In terms of geometry the original MX6 set out a solid blueprint for the EVO to follow. The 66.5 degree head angle makes for a front end that feels nimble but not so much that it lacks stability at pace; nor is it a pig to steer at slow speeds.It’s fair to say that the EVO isn’t at the forefront of trends in term of geometry; sit it next to some of its current competitors and it’ll look short in wheelbase and comparatively tall. But, these latest generation long wheelbase machines simply don’t suit everyone – and in any case, you can always size up.

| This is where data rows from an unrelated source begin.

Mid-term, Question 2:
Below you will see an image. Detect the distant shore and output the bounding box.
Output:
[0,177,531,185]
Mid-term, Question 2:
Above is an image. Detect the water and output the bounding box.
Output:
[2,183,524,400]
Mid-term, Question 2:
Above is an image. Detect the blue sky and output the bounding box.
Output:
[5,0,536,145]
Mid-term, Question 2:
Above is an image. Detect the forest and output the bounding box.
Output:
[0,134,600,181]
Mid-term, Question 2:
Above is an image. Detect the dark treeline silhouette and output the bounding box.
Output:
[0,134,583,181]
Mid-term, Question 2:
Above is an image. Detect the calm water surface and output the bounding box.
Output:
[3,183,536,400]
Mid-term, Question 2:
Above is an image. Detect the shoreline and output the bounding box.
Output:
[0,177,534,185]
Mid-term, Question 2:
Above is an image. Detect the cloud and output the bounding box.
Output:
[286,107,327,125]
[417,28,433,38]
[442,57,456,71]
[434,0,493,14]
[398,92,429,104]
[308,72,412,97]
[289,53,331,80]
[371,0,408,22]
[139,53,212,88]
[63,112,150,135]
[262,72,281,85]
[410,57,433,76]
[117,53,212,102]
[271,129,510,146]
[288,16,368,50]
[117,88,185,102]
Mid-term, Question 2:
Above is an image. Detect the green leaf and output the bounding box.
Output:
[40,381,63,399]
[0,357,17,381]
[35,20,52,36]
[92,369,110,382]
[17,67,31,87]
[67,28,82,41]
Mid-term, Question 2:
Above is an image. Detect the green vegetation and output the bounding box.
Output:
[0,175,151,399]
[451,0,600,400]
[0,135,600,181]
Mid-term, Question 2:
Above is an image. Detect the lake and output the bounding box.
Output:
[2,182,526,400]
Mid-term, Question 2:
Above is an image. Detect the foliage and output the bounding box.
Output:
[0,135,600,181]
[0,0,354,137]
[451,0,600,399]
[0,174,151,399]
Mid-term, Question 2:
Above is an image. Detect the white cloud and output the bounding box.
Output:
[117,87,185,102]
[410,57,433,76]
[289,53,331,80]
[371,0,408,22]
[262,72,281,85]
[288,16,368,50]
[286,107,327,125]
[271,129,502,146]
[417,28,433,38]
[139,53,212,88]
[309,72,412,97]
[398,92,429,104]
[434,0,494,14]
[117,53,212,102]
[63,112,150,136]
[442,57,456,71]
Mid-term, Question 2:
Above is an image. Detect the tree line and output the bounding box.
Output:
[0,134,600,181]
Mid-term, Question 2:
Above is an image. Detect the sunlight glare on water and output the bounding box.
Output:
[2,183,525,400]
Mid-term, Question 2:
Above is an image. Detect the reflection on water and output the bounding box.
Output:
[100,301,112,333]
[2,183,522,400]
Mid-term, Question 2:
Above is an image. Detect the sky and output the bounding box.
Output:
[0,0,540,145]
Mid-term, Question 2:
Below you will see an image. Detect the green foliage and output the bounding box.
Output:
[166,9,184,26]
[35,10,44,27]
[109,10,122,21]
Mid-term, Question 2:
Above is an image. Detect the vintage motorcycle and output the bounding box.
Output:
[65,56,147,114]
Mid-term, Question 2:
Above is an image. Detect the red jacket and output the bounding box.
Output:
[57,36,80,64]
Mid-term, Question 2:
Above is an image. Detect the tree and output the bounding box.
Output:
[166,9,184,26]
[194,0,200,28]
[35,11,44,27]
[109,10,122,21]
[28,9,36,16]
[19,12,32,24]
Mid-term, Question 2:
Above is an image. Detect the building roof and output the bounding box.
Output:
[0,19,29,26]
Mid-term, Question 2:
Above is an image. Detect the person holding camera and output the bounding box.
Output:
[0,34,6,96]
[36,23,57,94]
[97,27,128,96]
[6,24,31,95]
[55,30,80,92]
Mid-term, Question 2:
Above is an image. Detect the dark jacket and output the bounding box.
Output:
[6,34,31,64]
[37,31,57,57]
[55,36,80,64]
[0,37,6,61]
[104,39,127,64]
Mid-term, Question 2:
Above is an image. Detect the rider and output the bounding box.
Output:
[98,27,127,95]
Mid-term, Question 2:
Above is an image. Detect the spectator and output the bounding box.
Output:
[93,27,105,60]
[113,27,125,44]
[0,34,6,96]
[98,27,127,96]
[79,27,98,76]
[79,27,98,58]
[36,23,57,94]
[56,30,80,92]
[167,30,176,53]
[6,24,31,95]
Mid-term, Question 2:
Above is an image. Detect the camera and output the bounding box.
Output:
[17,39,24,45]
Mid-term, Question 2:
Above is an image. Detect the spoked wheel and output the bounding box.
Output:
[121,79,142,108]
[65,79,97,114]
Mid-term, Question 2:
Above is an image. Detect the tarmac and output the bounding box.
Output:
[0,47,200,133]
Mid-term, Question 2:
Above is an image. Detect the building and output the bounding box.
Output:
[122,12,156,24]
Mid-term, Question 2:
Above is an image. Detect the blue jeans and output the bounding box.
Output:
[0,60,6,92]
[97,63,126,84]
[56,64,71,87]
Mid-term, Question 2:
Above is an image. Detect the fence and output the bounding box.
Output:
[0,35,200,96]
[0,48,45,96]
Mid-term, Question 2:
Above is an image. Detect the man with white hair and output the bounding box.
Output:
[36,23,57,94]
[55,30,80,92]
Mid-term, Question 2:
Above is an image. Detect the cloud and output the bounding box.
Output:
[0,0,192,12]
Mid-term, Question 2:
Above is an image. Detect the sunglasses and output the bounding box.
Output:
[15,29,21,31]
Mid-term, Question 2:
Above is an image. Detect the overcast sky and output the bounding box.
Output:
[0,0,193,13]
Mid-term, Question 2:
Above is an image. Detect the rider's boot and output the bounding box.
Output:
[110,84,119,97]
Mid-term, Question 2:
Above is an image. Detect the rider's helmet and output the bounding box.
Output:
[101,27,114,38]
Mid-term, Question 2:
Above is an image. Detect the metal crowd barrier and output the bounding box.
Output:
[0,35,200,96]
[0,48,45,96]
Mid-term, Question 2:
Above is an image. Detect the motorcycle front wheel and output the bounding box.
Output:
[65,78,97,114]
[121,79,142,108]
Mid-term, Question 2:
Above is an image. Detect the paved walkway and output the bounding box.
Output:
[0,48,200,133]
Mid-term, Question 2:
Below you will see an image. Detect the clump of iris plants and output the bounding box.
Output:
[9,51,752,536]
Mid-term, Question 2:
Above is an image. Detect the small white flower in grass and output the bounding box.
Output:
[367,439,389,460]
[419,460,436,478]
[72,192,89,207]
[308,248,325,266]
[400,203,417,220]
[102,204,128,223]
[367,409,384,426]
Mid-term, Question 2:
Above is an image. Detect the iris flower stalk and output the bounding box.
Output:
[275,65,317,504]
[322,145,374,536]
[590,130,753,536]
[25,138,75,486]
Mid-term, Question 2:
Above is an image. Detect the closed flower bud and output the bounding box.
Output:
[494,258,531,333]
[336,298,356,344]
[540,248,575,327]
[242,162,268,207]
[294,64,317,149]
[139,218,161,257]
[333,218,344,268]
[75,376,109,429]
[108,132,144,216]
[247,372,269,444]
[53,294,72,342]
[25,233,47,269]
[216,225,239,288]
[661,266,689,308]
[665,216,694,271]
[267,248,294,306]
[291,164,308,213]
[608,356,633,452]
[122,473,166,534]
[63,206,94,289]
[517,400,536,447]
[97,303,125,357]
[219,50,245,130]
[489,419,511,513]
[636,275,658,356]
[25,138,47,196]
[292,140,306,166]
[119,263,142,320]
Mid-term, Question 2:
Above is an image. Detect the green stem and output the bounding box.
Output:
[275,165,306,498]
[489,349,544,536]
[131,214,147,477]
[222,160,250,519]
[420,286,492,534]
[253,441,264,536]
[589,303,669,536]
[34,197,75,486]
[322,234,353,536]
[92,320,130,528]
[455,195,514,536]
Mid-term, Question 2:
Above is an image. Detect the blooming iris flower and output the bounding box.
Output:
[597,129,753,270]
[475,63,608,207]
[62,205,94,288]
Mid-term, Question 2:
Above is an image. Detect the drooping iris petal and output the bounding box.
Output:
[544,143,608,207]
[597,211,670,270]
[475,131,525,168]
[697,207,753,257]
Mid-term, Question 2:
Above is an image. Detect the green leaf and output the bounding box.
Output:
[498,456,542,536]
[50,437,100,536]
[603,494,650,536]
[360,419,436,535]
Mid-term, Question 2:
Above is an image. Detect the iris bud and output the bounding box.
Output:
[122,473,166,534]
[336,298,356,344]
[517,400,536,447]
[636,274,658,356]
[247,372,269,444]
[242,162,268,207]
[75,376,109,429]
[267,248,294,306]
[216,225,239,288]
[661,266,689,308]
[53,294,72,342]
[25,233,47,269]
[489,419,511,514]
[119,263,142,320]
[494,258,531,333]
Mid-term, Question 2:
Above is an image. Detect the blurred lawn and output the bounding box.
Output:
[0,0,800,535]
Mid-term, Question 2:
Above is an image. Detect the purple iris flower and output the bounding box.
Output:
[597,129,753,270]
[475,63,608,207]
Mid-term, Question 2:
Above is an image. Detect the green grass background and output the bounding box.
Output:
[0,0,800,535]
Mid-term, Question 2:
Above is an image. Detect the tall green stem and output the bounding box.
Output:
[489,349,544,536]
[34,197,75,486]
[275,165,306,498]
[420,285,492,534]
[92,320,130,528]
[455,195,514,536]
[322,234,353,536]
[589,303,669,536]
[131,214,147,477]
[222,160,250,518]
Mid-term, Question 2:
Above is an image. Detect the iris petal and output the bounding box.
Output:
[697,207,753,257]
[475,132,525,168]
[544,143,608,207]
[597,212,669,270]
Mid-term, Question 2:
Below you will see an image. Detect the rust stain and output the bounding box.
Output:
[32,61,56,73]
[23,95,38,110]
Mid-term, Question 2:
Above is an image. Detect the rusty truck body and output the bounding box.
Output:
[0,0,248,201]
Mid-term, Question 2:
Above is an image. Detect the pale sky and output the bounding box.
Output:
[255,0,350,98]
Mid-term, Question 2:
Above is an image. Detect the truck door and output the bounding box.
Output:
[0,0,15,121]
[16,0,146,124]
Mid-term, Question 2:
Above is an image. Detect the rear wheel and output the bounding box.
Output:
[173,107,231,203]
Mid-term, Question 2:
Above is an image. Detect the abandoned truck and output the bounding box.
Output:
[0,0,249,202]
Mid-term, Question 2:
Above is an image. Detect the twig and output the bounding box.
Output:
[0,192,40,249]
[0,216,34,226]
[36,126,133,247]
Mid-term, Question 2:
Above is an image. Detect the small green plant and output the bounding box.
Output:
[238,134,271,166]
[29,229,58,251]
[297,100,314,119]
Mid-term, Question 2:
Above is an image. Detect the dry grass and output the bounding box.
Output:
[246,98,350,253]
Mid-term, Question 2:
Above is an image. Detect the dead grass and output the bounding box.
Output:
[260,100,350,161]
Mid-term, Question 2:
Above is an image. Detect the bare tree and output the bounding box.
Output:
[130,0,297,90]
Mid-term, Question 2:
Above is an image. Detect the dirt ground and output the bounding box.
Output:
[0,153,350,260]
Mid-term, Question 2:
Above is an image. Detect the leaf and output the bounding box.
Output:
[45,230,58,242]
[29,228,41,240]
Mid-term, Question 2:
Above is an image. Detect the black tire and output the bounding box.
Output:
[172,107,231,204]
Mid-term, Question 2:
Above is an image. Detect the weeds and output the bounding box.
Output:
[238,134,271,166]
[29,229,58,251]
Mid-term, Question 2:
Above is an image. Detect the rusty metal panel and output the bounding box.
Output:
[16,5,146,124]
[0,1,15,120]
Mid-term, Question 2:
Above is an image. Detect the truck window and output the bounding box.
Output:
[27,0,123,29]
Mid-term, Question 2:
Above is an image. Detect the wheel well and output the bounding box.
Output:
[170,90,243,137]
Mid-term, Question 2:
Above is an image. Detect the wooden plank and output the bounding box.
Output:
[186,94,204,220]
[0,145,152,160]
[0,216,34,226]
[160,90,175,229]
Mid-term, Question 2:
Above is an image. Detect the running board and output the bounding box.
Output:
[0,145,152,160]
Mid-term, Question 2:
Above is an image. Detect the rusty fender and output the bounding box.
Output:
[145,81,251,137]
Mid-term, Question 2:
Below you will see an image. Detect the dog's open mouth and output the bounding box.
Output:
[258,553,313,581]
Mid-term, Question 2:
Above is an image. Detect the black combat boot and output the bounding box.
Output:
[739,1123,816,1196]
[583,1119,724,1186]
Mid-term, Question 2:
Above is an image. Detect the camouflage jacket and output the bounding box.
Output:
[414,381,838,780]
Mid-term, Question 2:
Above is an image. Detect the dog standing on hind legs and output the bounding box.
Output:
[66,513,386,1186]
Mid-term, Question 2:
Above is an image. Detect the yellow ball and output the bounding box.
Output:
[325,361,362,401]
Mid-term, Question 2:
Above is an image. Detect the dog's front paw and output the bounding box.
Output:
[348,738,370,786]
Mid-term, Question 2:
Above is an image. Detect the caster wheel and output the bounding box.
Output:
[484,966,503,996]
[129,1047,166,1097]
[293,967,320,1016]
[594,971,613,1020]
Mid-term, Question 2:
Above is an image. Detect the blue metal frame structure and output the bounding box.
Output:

Speaking of which, there were times at which our 6ft 3in tester really wished he was on the X-Large frame instead of the Large size on test. The supplied Reverb Stealth is an original equipment item and is the shortest available; this means the frame doesn’t get a nasty overhang above the shock, but the trade-off was that had to run ours at its minimum insertion where we could just about put our legs where we wanted them.
Ride: An undeniably potent descender
For a fairly scantily clad and spendy build, this is not a light bike. If you’re looking for a ride that shines as well on the ups as the downs then this isn’t the one for you. Thankfully you’re not constantly aware of the extra heft while riding – indeed, keep in mind that this is a 35lb (15.9kg) bike and the Empire climbs pretty competently.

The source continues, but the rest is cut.